Brian Gongol
When considering the "original intent" of the Constitution, remember...
Our third Vice President shot our first Treasury Secretary. There's altogether too much lip service paid to the Founding Fathers, as though they were deities who could do no wrong as they walked our humble Earth. The truth of the matter is that they were exceptionally smart and thought well ahead of their immediate needs when establishing the United States -- but they also had gotten their first attempt (the Articles of Confederation) awfully wrong, lived in a period when well water wasn't even safe to drink, and still tolerated arcane practices like human slavery and honor duels. Let's not pretend as though everything must be examined precisely through the lenses of what they might have intended -- they were human beings, too, most of whom had far less knowledge of the world than the ordinary college graduate ought to have today, merely by virtue of the fact we've had another 200-odd years of human experience in everything from medicine to physics to law. Respect and admiration are in order, but not mindless reverence. That's why they inserted a provision for amending the Constitution: To clean up their errors.
It's like eBay for brides
While international matchmaking services (the proverbial "Russian brides" of the Internet) may be facilitating a real service for a lot of lonely people around the world, there are unfortunately a saddening number of those relationships that end up in the abuse and exploitation of the immigrant women. The importation of women from abroad to marry men in the New World is anything but new -- the French exported "Daughters of the King" in the mid-1600s to help boost the population of Quebec.

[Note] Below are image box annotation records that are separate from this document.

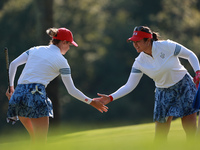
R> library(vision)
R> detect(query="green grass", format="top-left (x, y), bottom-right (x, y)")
top-left (0, 119), bottom-right (199, 150)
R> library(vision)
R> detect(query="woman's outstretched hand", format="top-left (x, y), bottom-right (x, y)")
top-left (93, 93), bottom-right (111, 105)
top-left (6, 86), bottom-right (14, 100)
top-left (90, 99), bottom-right (108, 113)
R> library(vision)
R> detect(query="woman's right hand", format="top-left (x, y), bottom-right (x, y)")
top-left (93, 93), bottom-right (111, 105)
top-left (90, 99), bottom-right (108, 113)
top-left (6, 86), bottom-right (15, 100)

Life's tougher when you have a working conscience
The latest in a virtually endless parade of shams and scams masquerading as health aids is an overpriced silicone band to be worn as a bracelet. It's clearly quite possible to make a fortune selling overpriced junk to the gullible, but that should be beneath enlightened people -- who should see that exploiting their fellow people is a bad way to go about living.
Howard Buffett's lessons learned from running an international charity
Interesting, once one considers that there are lots of international charities to be found around the world, and that many of them are probably being run by people with little or no experience. The knowledge transfer among such aid groups is probably much less than it ought to be.
Why it's so easy to hate Macs
The cult-like nature of the Apple ecosystem is nauseating -- even if the main alternative, Windows, remains clumsier than it should be.